HIGH LIFE – Bundesstart 30.05.2019
Liebhaber des Genres sind intelligenter Science Fiction nie abgeneigt. Hier und da sind Weltraumschlachten sehr schön anzusehen, oder man lässt sich durch futuristische Gedankenspiel herausfordern. HIGH LIFE fordert heraus. Er könnte auf hoher See spielen, oder irgendwo in der Wüste, in einem Hochhaus, oder auf dem Mond. Die Figuren könnten allesamt Akademiker sein, oder römische Legionäre. Die Räumlichkeiten könnten ein Penthouse sein, oder eine verfallene Blockhütte. Die Experimente könnten das Wachstum von Gräsern erforschen, oder das tragen von Angora-Socken. Aber HIGH LIFE spielt im Weltraum, in einem heruntergekommenen Raumschiff, mit ausschließlich hochgradig Kriminellen, die Experimenten zur menschlichen Fortpflanzung ausgesetzt sind. Das eherne Ziel der Reise ist letztendlich der Flug in ein schwarzes Loch.

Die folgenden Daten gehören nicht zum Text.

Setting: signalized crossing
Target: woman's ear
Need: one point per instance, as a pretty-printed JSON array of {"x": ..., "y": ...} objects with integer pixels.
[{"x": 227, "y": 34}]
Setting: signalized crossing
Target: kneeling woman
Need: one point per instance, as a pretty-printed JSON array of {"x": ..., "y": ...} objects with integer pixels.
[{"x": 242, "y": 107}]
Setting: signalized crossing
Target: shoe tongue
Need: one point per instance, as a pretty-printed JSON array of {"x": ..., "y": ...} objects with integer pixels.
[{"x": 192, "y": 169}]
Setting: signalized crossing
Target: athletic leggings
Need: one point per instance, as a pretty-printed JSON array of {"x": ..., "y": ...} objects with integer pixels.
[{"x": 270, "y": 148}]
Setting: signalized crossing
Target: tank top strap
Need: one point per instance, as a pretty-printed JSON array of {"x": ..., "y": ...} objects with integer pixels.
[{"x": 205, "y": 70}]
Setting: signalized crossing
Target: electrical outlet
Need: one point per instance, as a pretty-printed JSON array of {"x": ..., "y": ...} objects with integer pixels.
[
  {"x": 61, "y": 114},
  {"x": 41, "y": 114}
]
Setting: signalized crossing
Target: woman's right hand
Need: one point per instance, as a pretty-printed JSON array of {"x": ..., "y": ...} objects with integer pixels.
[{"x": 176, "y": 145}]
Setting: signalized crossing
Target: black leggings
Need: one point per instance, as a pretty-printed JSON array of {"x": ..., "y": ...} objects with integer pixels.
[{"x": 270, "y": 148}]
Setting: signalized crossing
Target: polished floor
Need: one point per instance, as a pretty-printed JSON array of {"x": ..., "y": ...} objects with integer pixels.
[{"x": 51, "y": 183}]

Claire Denis, eine von Kritikern und Arthouse-Liebhabern respektierte Filmautorin, hatte mit ihrem ersten englischsprachigen Film nur ein Anliegen. Ihr ging es um Körperflüssigkeiten. Das ist genauso schwer zu erklären, wie nachzuvollziehen. Auf alle Fälle weckt es Erinnerungen an die Siebziger, wo Kino als Gegenbewegung zur Allgemeinunterhaltung, schwere Gedankenkost in das Zukunftsgenre einbettete. LAUTLOS IM WELTRAUM, oder SOLARIS. Aber auch in jüngeren Tagen pflegt man die alte Tradition zum Beispiel mit MOON, oder durchaus auch mit INTERSTELLAR. Natur, oder der Mensch, oder der Mensch mit der Natur. Auch HIGH LIFE nimmt das auf, allerdings expliziter und hemmungsloser als die vorangegangenen Beispiele.
Wenn Clair Denis von Körperflüssigkeiten spricht, dann ist das bei ihr keine Metapher. Eine Metapher ist höchstens, was sie damit ausdrücken will. So wie alles im Film eine Metapher sein kann. Die gnadenlose Enge des Raumschiffes, die Kaltschnäuzigkeit der Figuren, der vielfache Verzicht auf erklärende Dialoge, die spartanische Ausstattung, das schwere Atmen der Besatzung, die Beziehung eines Kindes zu ihrem Vater, die Einsamkeit in den Tiefen des Weltraumes. Und viele menschliche Absonderungen, wie Blut, Schweiß, Sperma oder Muttermilch. Alles kann man interpretieren, aber auch einfach nur wirken lassen. Monte ist ein Mörder, der sich anstelle der Todesstrafe, für das Weltraumexperiment mit Sex und Fortpflanzung entschieden hat. Wie alle an Bord, die wissentlich nicht dem Tod entrinnen, sondern ihn einfach nur hinauszögern.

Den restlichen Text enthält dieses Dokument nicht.